People with senior HR jobs can implement foundations and behaviours in their companies to help make a noticeable increase in the number of female CEOs in the FTSE 100. Anyway, that’s a stance recently publicly taken by a crucial figure in the world of human resources: James Martin, who is in charge of HR at the leading Executive Search company Egon Zehnder in London. The company has opted to set what it has called an “audacious” goal to help lift the percentage of the FTSE 100’s CEOs who are female to 25% by 2025. But how can many other HR leaders help?
When James Martin speaks, the HR world should listen
As Egon Zehnder is a truly internationally successful company, with its headquarters in New York and revenues of US$663 million in 2013, we reckon that whatever James Martin says about HR should be taken into account by many HR leaders around the world. Here, we include many people in high-ranking HR jobs Hampshire companies, and other companies that Elite HR can serve, have. Hence, we think that he should be taken seriously when he says that, though the above mentioned goal for female CEOs is “entirely achievable”, nonetheless, “we may be able to exceed that target, both in terms of percentage and timing”.

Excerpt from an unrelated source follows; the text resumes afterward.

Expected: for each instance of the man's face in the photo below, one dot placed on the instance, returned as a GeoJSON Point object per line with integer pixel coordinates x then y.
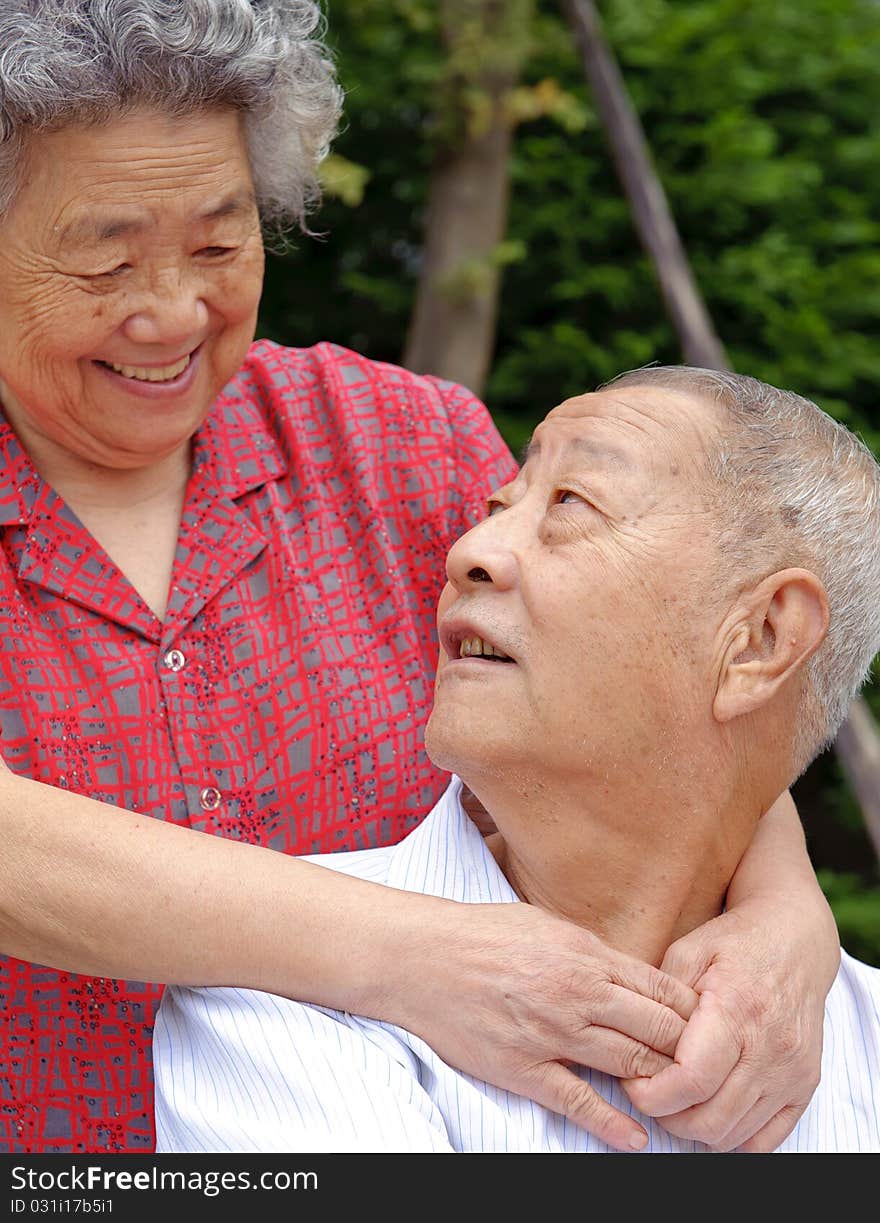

A huge amount of genuinely revelatory research
Martin has suggested that human resources could significantly help to reduce unconscious biases in selections of people to fill jobs. He has said that training could be delivered for the achievement of a reduction in unconscious biases. He has acknowledged the huge amount of research into factors that can prevent the most suitable people being recruited, developed and selected to serve as executives. He has pointed out, for example, how – in the 1970s – orchestras began using “blind auditions”, where they would listen to auditioning performers without allowing themselves to see them. This, he has noted, led to the selection of a much larger percentage of female performers.
Taking heed of this research could certainly help boost the number of females being chosen for executive positions, as there is evidence that selection bias could be leading to an unduly large number of men being selected for such positions. It has been found, for instance, that authority is associated with deep voices. Therefore, many women with typically high voices could be undeservedly missing out on HR jobs Portsmouth and many other companies offer.